Concordo com os dois pedidos e depois de desligar, a sensação de sufocamento na minha própria casa só aumenta. Não posso ficar aqui a noite toda ou vou enlouquecer. É hora de recuperar o controle dos meus sentimentos e decidida a alcançá-lo, tomando um banho, me arrumando com cuidado e pedindo um táxi para o único lugar que me fará colocar tudo em ordem que a volta de Pablo virou de cabeça para baixo.
É hora de lembrar quem eu sou.
É hora de remover o poder que o passado tem sobre mim.
É hora de aceitar que a solidão é minha aliada... Minha única amiga verdadeira.
Saindo do táxi, fico na calçada em frente ao Delirio's, olhando para o letreiro de néon com o seu nome escrito em itálico.
Já passou mais de um ano desde que pus os pés neste lugar e quero, para todos os efeitos, que assim continue. Hoje ninguém saberá que voltei, principalmente Lola. Nem pretendo cumprimentá-la, farei isso na sexta-feira, mesmo que m*al possa esperar. Esta noite só entrarei calndestinamente.

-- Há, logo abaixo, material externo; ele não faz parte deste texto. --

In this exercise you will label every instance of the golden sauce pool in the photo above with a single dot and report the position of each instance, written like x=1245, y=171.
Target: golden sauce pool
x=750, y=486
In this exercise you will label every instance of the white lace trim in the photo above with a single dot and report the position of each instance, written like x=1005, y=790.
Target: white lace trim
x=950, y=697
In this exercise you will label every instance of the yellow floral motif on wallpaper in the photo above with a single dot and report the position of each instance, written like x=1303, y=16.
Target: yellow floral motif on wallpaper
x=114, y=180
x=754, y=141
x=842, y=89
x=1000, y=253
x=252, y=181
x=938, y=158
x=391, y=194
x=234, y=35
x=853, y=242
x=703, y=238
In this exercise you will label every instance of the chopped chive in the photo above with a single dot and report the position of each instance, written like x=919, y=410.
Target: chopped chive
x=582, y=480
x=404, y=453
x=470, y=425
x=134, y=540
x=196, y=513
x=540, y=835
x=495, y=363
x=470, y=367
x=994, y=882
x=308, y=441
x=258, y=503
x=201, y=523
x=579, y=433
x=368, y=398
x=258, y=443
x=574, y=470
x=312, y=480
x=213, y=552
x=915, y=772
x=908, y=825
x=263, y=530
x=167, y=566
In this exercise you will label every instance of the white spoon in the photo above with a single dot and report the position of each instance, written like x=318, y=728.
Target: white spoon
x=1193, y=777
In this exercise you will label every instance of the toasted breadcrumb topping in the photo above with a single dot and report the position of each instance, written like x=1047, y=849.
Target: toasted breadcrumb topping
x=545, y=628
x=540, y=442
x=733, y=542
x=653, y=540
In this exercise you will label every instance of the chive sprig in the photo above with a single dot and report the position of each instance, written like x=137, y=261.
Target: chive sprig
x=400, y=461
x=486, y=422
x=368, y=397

Sara tem razão, me distanciei de Lola e fiz isso de propósito. Foi culpa de Enzo, ou minha por insistir que fôssemos ao Delirio uma noite. Eu achei que o meu então namorado tinha uma mente aberta que se fechou assim que ele entrou na sala comunal.
Lola já previu como o nosso relacionamento terminaria, mas eu não quis ouvi- la. O filho do Enzo já morava com a gente e eu tinha gostado do pequenino. Fiz o que prometi a mim mesmo anos atrás que nunca mais faria, coloquei as necessidades dos outros antes das minhas e foi assim que acabei.
Deixei de vê-la tantas vezes para não ouvir o que ela, como boa amiga, tinha a me dizer. Ela me ajudou nos meus piores momentos e, junto com a Sara, me ensinaram a recuperar o poder que a vida me tirou e a nunca mais deixar ninguém me fazer sentir pequena e insignificante.
Ela vai se decepcionar comigo. Eu havia voltado aos velhos hábitos que estavam me levando de cabeça para aquele ponto sem volta.
Vou falar com ela, preciso disso... preciso que ela me lembre de quem posso me tornar. Mas esta noite não, hoje continuarei alheio a tudo.
Saúdo com um abraço cheio de carinho o gigante Jimmy, o porteiro que parece um motociclista do Papai Noel, que trabalha aqui há muitos anos.
— Chocolate, olhos felizes! Ele exclama entusiasmado, me abraçando de volta. Você escolheu a melhor noite para vir. Temos uma salada mista com músicos de jazz tocando ao vivo. Ele me assegura, explicando que o tema desta noite centra-se na mistura de casais e sócios do clube, ativos, com os outros clientes que gostam de ver apenas.
— Só a laranja hoje, Jimmy. Estou um pouco enferrujada, é melhor ir aos poucos. Brinco, piscando para ele e devolvendo a pulseira de borracha amarela que me identificava como solteira aberta a relações homossexuais.
No Delirio existe um código com pulseiras coloridas que permitem identificar a que o outro se emprestaria sem precisar pedir. Fazia parte do jogo, da morbidez de buscar aquela peça que combinasse com você entre todos os participantes.
Os casais foram divididos em três cores: verde para aqueles em que ambos aceitavam relacionamentos bissexuais e heterossexuais, vermelho para casais que só queriam ser vistos e, por fim, a pulseira azul identificava aqueles que só queriam relacionamentos com pessoas do mesmo s*x*o.